HAWK is entirely training-free. Static weights are calculated using HallBench, MME, TextVQA, ChartQA, AI2D, and RealWorldQA. Inference requires only one matrix operation for score calculation and weighted pruning.

Key Experimental Results

Main Results (Qwen2.5-VL-7B, Native Resolution)

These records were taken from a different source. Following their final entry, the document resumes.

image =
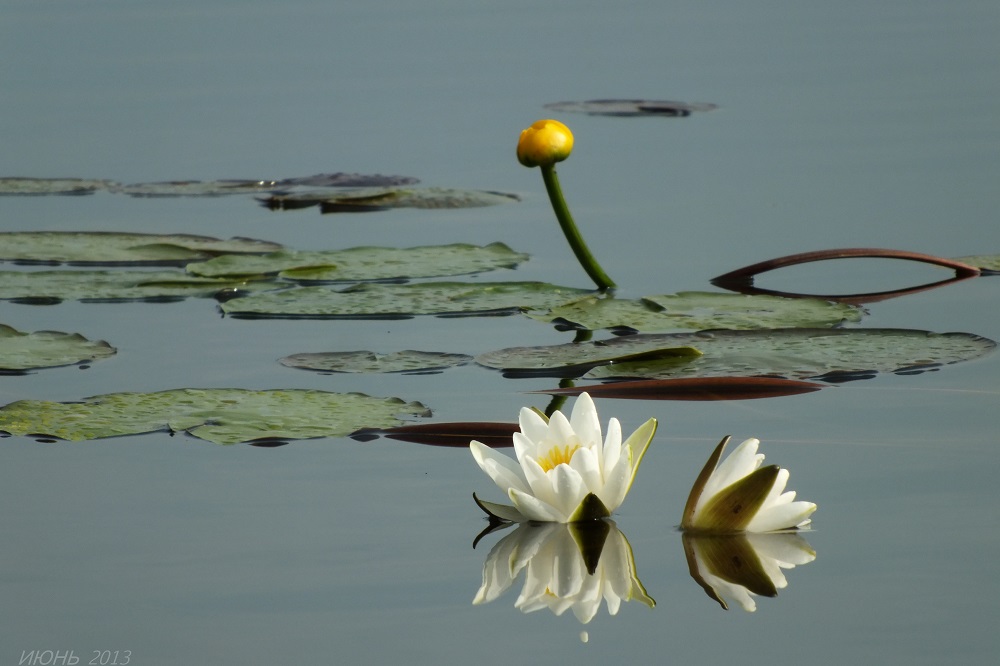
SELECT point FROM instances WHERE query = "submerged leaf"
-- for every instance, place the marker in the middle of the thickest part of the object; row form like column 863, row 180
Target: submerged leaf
column 223, row 416
column 794, row 353
column 367, row 263
column 44, row 186
column 57, row 286
column 369, row 300
column 692, row 310
column 631, row 107
column 407, row 361
column 47, row 349
column 113, row 248
column 371, row 199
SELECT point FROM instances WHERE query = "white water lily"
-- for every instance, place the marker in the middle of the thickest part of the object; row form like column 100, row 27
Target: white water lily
column 734, row 568
column 566, row 567
column 565, row 471
column 739, row 495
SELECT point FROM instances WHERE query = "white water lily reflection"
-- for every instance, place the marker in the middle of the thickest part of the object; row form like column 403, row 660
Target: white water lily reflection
column 566, row 567
column 734, row 568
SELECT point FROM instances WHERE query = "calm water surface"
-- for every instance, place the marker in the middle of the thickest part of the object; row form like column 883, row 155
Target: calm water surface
column 839, row 125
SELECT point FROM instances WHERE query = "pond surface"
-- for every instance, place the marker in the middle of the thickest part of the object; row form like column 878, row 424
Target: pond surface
column 847, row 125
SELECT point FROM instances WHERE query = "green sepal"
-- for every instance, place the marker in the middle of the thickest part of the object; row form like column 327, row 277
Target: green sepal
column 591, row 508
column 732, row 509
column 500, row 512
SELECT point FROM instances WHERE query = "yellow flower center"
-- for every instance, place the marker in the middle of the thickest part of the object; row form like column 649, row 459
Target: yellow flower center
column 557, row 455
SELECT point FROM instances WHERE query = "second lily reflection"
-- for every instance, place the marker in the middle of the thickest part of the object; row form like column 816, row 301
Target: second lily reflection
column 578, row 566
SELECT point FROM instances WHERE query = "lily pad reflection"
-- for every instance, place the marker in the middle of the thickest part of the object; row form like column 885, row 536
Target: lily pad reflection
column 20, row 352
column 222, row 416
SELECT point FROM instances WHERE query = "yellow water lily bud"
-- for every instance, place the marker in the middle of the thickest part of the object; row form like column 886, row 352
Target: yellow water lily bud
column 544, row 143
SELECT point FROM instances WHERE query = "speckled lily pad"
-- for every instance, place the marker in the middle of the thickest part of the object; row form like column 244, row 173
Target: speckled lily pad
column 693, row 310
column 57, row 286
column 408, row 361
column 366, row 263
column 373, row 300
column 223, row 416
column 20, row 352
column 833, row 355
column 120, row 249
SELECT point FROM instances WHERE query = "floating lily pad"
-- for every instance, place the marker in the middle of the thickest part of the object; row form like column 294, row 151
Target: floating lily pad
column 216, row 188
column 223, row 416
column 120, row 249
column 372, row 199
column 46, row 186
column 56, row 286
column 407, row 361
column 366, row 263
column 373, row 300
column 631, row 107
column 699, row 310
column 20, row 352
column 831, row 355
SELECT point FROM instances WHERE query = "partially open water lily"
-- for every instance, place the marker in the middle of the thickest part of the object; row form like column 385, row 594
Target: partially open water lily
column 734, row 568
column 739, row 495
column 565, row 471
column 566, row 567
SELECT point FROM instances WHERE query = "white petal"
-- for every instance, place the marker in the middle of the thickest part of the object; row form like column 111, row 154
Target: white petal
column 533, row 426
column 585, row 422
column 585, row 462
column 535, row 509
column 504, row 471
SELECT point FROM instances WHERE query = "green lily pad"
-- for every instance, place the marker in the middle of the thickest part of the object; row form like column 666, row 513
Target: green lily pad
column 371, row 199
column 47, row 186
column 120, row 249
column 374, row 300
column 832, row 355
column 366, row 263
column 222, row 416
column 631, row 108
column 57, row 286
column 20, row 351
column 408, row 361
column 217, row 188
column 697, row 311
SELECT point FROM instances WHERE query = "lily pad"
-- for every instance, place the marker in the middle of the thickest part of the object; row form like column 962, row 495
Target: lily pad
column 47, row 186
column 399, row 301
column 631, row 107
column 366, row 263
column 407, row 361
column 697, row 311
column 222, row 416
column 20, row 351
column 216, row 188
column 42, row 287
column 121, row 249
column 832, row 355
column 372, row 199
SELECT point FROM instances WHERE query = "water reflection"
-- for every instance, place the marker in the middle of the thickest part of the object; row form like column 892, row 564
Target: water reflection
column 737, row 567
column 566, row 567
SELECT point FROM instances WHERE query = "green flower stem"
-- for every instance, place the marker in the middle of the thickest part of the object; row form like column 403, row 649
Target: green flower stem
column 572, row 234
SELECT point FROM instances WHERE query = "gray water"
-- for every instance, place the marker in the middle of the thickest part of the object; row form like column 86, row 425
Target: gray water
column 847, row 124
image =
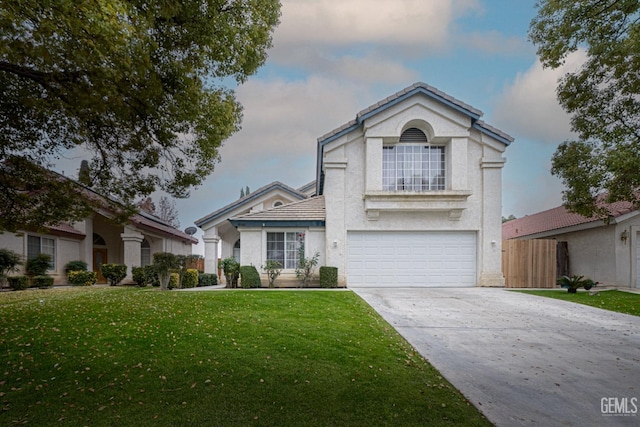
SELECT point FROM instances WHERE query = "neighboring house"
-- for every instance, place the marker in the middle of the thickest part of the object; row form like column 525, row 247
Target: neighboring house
column 218, row 230
column 605, row 251
column 407, row 194
column 97, row 240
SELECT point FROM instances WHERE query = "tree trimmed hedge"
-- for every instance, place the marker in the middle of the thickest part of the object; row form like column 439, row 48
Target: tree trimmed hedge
column 114, row 273
column 328, row 277
column 249, row 277
column 42, row 281
column 83, row 278
column 18, row 283
column 207, row 279
column 190, row 279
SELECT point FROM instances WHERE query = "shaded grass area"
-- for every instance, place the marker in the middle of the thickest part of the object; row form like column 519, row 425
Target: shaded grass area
column 622, row 302
column 115, row 356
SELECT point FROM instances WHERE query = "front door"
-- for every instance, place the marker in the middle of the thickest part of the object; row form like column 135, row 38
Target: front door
column 99, row 258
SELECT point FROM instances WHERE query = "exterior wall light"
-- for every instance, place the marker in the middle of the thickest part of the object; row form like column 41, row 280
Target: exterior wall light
column 624, row 236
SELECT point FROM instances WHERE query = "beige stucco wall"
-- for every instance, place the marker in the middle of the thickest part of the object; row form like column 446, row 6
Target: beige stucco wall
column 220, row 236
column 353, row 184
column 254, row 250
column 597, row 250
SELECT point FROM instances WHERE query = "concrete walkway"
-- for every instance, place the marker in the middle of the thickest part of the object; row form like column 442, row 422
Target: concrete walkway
column 523, row 360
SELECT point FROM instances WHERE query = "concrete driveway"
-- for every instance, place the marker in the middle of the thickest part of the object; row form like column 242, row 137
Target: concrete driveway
column 521, row 359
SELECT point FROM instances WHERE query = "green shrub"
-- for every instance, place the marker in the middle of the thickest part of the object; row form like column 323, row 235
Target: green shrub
column 39, row 265
column 174, row 280
column 190, row 279
column 75, row 266
column 42, row 281
column 9, row 262
column 114, row 273
column 249, row 277
column 273, row 269
column 163, row 263
column 231, row 269
column 18, row 283
column 207, row 279
column 83, row 278
column 328, row 277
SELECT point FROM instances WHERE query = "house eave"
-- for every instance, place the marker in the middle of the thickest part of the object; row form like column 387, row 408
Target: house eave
column 275, row 224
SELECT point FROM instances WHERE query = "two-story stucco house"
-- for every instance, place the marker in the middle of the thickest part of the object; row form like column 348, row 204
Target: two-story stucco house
column 409, row 193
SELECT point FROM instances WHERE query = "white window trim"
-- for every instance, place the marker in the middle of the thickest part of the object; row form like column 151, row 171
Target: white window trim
column 444, row 164
column 284, row 230
column 54, row 260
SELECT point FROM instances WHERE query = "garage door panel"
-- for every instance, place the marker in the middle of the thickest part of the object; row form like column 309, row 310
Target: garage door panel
column 411, row 259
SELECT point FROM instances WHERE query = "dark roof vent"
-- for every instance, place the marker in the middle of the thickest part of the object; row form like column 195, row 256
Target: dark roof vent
column 413, row 135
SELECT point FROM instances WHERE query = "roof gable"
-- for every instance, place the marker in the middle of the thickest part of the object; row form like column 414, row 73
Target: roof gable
column 224, row 212
column 416, row 89
column 308, row 212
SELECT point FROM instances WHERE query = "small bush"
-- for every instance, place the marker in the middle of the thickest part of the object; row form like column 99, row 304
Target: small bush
column 273, row 269
column 9, row 262
column 75, row 266
column 18, row 283
column 190, row 279
column 114, row 273
column 83, row 278
column 174, row 280
column 207, row 279
column 42, row 281
column 38, row 266
column 249, row 277
column 139, row 277
column 328, row 277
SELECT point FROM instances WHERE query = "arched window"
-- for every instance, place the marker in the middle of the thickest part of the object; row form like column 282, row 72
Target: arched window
column 145, row 253
column 236, row 251
column 413, row 164
column 98, row 240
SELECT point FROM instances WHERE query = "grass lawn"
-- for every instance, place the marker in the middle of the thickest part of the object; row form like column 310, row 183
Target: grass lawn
column 128, row 356
column 622, row 302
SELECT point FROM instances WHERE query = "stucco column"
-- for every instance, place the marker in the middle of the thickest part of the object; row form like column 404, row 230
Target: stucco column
column 132, row 250
column 211, row 254
column 490, row 234
column 373, row 164
column 335, row 228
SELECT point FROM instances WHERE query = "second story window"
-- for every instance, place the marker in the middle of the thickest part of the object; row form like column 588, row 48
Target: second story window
column 413, row 164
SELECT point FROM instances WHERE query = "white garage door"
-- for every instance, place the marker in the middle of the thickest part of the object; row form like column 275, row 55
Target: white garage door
column 418, row 259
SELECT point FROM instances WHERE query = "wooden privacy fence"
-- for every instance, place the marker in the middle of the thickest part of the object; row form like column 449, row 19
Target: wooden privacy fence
column 529, row 263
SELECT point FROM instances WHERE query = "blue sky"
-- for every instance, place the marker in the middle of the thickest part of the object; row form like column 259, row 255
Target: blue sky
column 334, row 58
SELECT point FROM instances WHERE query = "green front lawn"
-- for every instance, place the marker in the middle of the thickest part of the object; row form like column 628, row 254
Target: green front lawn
column 622, row 302
column 126, row 356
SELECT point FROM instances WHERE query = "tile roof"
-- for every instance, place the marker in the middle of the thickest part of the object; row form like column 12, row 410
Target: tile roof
column 431, row 91
column 257, row 193
column 312, row 209
column 65, row 229
column 150, row 222
column 557, row 219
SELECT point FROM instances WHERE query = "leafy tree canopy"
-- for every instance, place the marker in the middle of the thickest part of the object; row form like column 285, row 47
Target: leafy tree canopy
column 602, row 97
column 136, row 86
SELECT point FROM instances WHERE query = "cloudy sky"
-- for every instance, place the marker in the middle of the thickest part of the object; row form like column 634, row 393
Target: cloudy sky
column 333, row 58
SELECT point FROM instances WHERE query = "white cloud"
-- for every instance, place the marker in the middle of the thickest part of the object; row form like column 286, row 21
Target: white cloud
column 528, row 107
column 278, row 141
column 496, row 43
column 346, row 22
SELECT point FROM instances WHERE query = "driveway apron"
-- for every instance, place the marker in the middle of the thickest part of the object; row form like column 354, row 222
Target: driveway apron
column 522, row 359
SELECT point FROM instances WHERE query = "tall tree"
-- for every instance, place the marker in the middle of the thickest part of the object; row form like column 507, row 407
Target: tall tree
column 168, row 211
column 602, row 97
column 136, row 86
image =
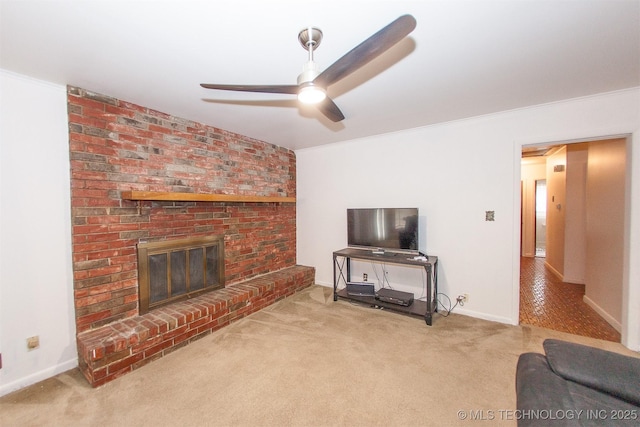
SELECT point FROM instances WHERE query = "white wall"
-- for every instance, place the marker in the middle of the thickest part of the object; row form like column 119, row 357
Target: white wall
column 454, row 172
column 35, row 221
column 605, row 228
column 575, row 237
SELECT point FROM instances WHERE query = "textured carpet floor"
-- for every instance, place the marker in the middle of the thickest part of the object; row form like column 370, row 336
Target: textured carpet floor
column 307, row 361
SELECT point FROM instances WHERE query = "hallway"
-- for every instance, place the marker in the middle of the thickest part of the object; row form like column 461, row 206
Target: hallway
column 547, row 302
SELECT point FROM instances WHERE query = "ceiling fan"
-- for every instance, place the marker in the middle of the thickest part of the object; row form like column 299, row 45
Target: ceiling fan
column 312, row 84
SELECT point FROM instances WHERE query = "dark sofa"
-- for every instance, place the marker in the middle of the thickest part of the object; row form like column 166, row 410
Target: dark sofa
column 577, row 385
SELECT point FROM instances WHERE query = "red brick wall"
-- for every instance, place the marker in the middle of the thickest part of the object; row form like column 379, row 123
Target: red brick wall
column 117, row 146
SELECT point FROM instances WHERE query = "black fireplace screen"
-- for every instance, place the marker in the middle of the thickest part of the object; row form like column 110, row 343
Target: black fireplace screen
column 173, row 270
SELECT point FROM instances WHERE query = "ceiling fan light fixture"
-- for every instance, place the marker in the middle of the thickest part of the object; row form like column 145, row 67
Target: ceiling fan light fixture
column 311, row 95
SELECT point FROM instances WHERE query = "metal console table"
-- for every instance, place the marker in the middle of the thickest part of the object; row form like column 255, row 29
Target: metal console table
column 342, row 275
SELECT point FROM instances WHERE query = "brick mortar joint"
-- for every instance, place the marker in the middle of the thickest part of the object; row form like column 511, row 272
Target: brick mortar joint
column 100, row 340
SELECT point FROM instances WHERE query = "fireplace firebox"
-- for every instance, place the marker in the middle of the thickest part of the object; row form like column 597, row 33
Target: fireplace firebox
column 174, row 270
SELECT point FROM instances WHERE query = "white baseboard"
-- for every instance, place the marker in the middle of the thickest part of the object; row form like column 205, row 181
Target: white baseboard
column 38, row 376
column 606, row 316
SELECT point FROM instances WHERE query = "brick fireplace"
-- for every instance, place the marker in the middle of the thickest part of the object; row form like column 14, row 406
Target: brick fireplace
column 117, row 147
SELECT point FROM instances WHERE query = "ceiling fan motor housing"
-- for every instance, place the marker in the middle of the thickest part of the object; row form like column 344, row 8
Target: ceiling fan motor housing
column 310, row 71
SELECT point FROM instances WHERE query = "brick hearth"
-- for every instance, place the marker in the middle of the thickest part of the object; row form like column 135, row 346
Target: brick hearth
column 118, row 348
column 118, row 147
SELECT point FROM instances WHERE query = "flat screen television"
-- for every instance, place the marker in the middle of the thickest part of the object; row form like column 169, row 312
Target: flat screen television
column 383, row 229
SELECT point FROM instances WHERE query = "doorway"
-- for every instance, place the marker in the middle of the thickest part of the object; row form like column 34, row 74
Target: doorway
column 541, row 218
column 576, row 262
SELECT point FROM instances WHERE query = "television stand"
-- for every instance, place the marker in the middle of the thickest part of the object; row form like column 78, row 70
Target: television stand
column 342, row 275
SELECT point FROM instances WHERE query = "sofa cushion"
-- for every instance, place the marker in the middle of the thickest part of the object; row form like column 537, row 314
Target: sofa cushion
column 599, row 369
column 538, row 388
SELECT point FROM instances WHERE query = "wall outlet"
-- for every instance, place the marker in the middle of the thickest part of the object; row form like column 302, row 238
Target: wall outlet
column 33, row 343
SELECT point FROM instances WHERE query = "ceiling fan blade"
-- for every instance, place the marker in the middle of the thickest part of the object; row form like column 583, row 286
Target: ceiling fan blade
column 367, row 50
column 290, row 89
column 331, row 110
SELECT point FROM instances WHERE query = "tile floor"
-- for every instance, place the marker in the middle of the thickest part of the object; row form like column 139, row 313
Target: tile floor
column 547, row 302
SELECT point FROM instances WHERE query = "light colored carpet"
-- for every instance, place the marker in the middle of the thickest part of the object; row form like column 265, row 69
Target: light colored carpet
column 307, row 361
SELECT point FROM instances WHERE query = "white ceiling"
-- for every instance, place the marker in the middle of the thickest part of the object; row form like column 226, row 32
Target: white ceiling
column 465, row 58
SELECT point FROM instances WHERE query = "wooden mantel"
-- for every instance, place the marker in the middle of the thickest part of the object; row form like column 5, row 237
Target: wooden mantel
column 196, row 197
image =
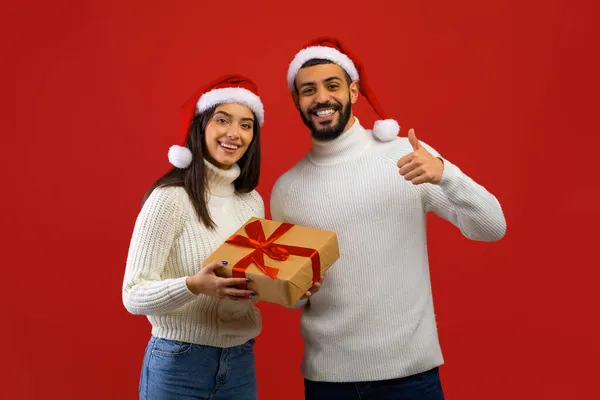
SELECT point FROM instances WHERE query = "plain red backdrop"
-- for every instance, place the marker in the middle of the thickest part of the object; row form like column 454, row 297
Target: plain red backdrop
column 508, row 90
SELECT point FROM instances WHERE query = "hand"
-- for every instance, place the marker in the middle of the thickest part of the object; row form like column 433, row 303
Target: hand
column 314, row 289
column 208, row 283
column 420, row 166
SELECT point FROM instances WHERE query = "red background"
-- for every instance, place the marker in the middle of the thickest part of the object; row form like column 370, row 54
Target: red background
column 508, row 90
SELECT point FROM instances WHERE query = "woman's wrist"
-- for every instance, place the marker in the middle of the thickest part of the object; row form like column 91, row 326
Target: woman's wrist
column 192, row 285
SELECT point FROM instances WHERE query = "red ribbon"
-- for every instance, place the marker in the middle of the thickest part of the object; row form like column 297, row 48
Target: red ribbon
column 256, row 239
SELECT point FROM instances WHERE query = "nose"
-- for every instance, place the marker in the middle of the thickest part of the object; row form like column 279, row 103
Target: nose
column 321, row 96
column 233, row 132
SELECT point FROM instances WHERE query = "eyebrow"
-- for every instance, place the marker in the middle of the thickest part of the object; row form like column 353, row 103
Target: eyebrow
column 231, row 116
column 326, row 80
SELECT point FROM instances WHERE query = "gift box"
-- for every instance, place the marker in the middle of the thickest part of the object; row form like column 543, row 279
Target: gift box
column 281, row 260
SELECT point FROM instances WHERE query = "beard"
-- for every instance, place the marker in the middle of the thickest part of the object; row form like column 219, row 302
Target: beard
column 331, row 131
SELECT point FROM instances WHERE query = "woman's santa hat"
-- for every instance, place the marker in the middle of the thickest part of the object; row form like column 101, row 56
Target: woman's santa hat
column 331, row 49
column 226, row 89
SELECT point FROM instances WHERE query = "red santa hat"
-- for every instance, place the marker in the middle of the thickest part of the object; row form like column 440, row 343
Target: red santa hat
column 226, row 89
column 332, row 49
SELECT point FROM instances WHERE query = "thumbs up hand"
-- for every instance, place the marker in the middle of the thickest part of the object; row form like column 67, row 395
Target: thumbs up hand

Method Pruning Rate HallBench MME TextVQA ChartQA Rel.%
Original Model 0% 46.5 2315 85.2 86.2 100%
DivPrune 60% 45.8 2274 82.7 80.6 96.9%
FastV 60% 42.5 2283 84.1 82.5 96.1%
HAWK 60% 46.5 2313 85.0 83.6 99.6%
DivPrune 80% 39.0 2196 76.8 69.0 91.6%
FastV 80% 38.2 2236 81.9 72.3 92.3%
HAWK 80% 42.8 2311 83.0 76.8 96.2%

Efficiency Analysis (MME, Qwen2.5-VL-7B)

Config Score E2E Latency KV Cache GPU Memory
Original 2315 20m15s 668MB 16.9GB
HAWK (60%) 2313 16m10s (x1.25) 276MB 16.1GB
HAWK (80%) 2311 15m04s (x1.34) 148MB 15.7GB

Key Findings

  • At 60% pruning, HAWK retains 99.6% performance, outperforming DivPrune by 2.7pp.
  • At 80% pruning, it retains 96.2%, which is 3.9pp higher than the second-best method.
  • Significant gains on InternVL3-8B: 94.1% vs DivPrune 87.1% at 80% pruning (7.0pp Gain).
  • Effective for video understanding: 98.8% performance retained at 60% pruning.
  • E2E latency reduced by 25-34%, KV Cache by 59-78%, and GPU memory by 0.8-1.2GB.

Highlights & Insights

  • The discovery of highly non-uniform and cross-dataset consistent head importance provides insights into the internal visual processing division of labor within MLLMs.
  • Excluding RoPE is critical; positional embeddings bias attention toward tokens near text, regardless of semantic relevance.
  • Extremely simple yet practical: one-time offline calculation + one matrix operation during inference, zero training required, and easily pluggable into any MLLM.
  • Maintaining ~90% performance even at 90% pruning demonstrates massive visual token redundancy in current MLLMs.

Limitations & Future Work

  • Static weights averaged across datasets may not be optimal for specific niche tasks.
  • Relying solely on the first attention layer might miss deeper semantic dependencies.
  • HAWK is not always the best on every single metric compared to CDPruner, though overall performance is superior.
  • Performance gap between methods narrows at 90% pruning in video tasks.
  • The pruning rate is fixed; dynamic rates per image/query were not investigated.
  • vs FastV: FastV uses simple average sorting. HAWK's importance weighting significantly improves the accuracy of identifying critical tokens.
  • vs CDPruner: CDPruner uses DPP for conditional diversity with higher overhead. HAWK is lighter and more performant.
  • vs DivPrune: DivPrune maximizes feature diversity without considering text instructions. HAWK's text-guided mechanism allows adaptation to different queries.
  • Head importance analysis could be adapted for KV Cache compression in LLMs.

Rating

  • Novelty: ⭐⭐⭐⭐ Meaningful discovery of head importance disparity and a natural weighted design.
  • Experimental Thoroughness: ⭐⭐⭐⭐⭐ Covers two architectures, image/video benchmarks, 4 pruning rates, and efficiency ablation.
  • Writing Quality: ⭐⭐⭐⭐⭐ Clear structure, well-defined motivation, and organized experiments.
  • Value: ⭐⭐⭐⭐⭐ Simple, efficient, effective, and highly deployment-ready.